The science fiction element of the plot kicks in one night after Fontaine has a run-in with a prostitute named Yo-Yo (Teyonah Parris) and her pimp, Slick Charles (Jamie Foxx). When the trio begins their investigation, the movie’s feel shifts heavily into comedy and some not-so-subtle jokes involving fried chicken, hair relaxers, and hip-hop music. There are white guys all around town with afros and a strange preacher played by David Alan Grier. As Fontaine, Yo-Yo, and Slick Charles find an underground facility beneath The Glen, they learn the mysteries involving their neighbors, and family goes beyond just cloning. All of these elements are revealed at just about the halfway mark of the two-hour film, leaving a lot of running time which Juel Taylor and co-writer Tony Rettenmaier use to more serious effect. As the film progresses, there is a fair amount of comedy, but the tone shifts into darker themes. Once Kiefer Sutherland shows up, They Cloned Tyrone transforms into a different movie.
While a lesser cast could have gotten lost in the craziness of this story, They Cloned Tyrone benefits from three solid lead actors. Teyonah Parris, the breakout star of the MCU series WandaVision and the upcoming The Marvels, as well as Nia DaCosta’s Candyman, brings charisma to the whipsmart ho Yo-Yo who sees the truth of what is going on in The Glen. Jamie Foxx plays Slick Charles as the most likable pimp I have seen on screen in quite some time, adept at delivering the perfect commentary on whatever bizarre situation is happening at the time. John Boyega steals the show here, adding. They Cloned Tyrone to his string of solid performances in Breaking, Small Axe, and The Woman King. Further distancing himself from being typecast, Boyega does more here with his role(s) than the trailers lead on by balancing an emotional performance with a stoic presence throughout the film.
As much as I really liked They Cloned Tyrone, the film still suffers from the common issue many Netflix originals fall prey to. Running at just about two hours, there are moments through the movie that could have been edited. So much happens in the film’s first half that is not quite related to the overall plot that it could have benefited from trimming a few minutes here and there. These are minor quibbles as Juel Taylor and Tony Rettenmaier have balanced a lot of genre influences and homages throughout.
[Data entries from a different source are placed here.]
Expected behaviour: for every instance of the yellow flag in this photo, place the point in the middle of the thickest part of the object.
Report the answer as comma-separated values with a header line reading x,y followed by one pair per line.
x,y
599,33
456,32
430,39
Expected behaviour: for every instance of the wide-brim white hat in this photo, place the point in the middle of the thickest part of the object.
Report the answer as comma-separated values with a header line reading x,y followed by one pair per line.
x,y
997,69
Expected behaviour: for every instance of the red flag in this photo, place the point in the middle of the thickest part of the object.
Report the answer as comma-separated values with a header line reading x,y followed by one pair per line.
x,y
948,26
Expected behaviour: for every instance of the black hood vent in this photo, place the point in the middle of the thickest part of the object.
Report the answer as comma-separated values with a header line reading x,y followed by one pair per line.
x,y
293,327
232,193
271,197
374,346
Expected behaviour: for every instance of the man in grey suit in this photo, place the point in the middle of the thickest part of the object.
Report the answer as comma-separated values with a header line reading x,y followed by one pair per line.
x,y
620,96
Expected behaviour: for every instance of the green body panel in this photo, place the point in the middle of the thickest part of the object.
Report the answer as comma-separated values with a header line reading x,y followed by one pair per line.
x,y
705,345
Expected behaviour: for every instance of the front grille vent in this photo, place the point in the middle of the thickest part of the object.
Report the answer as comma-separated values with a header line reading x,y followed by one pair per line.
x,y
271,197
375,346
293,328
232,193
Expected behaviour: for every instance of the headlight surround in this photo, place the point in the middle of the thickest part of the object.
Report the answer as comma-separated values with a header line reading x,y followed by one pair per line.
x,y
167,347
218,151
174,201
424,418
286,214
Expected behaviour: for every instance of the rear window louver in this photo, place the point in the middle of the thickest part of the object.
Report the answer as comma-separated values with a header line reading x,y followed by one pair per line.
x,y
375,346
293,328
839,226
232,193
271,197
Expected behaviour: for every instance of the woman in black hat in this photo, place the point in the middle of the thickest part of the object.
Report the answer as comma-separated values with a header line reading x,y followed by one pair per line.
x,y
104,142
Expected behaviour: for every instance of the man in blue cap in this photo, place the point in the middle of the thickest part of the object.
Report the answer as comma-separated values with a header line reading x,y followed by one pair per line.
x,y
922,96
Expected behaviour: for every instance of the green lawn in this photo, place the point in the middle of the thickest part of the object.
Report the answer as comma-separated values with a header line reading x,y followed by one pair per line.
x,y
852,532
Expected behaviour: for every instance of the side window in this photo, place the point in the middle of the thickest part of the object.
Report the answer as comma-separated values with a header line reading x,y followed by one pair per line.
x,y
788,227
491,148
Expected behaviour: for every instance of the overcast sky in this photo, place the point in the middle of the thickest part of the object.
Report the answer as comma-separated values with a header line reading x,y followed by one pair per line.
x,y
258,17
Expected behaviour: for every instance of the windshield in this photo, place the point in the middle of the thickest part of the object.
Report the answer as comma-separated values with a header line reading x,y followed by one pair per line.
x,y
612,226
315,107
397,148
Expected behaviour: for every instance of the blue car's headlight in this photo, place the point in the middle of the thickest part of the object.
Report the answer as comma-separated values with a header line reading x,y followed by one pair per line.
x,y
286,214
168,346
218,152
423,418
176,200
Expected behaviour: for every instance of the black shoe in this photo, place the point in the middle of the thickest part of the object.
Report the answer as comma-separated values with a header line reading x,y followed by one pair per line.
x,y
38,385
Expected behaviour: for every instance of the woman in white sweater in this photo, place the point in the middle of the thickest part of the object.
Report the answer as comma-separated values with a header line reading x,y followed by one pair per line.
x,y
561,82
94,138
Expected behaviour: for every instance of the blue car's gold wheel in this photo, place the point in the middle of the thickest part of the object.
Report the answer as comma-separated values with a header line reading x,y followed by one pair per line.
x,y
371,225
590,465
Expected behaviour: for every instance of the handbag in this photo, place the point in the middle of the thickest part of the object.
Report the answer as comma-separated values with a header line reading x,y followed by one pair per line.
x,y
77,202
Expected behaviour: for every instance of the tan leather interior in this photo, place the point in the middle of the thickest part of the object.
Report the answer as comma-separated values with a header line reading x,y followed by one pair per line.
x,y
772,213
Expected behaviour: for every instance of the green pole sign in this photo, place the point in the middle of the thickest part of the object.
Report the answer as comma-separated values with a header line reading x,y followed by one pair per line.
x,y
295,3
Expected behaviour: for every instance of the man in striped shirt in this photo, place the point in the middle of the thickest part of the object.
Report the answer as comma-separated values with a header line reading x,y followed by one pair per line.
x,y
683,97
They Cloned Tyrone beyond just exploitation, horror, and science fiction. Taylor has a very skillful approach as a director and uses darkness in many scenes to great effect. The production values throughout are fantastic, with every sign and screen boasting a custom message. So many easter eggs are present that you will have a blast going back through every frame for clues, riddles, and inside jokes.
When the end credits appeared, I wondered what the title They Cloned Tyrone meant. Stay tuned, as there is still more, even when you think the movie is done. I cannot say what that final scene could mean, but if this movie earns the buzz it deserves, there could be more to this story than this two-hour film. They Cloned Tyrone is a weird blend of genres that works out to become a truly original movie unlike anything else out there. Thanks to Boyega, Foxx, Parris, and writer/director Juel Taylor, They Cloned Tyrone may be the most inventive Netflix movie to date. With one of the best soundtracks of the year, which includes a title track performed by Erykah Badu, They Cloned Tyrone is a weird, funny, surreal ride that will have you thinking as much as laughing.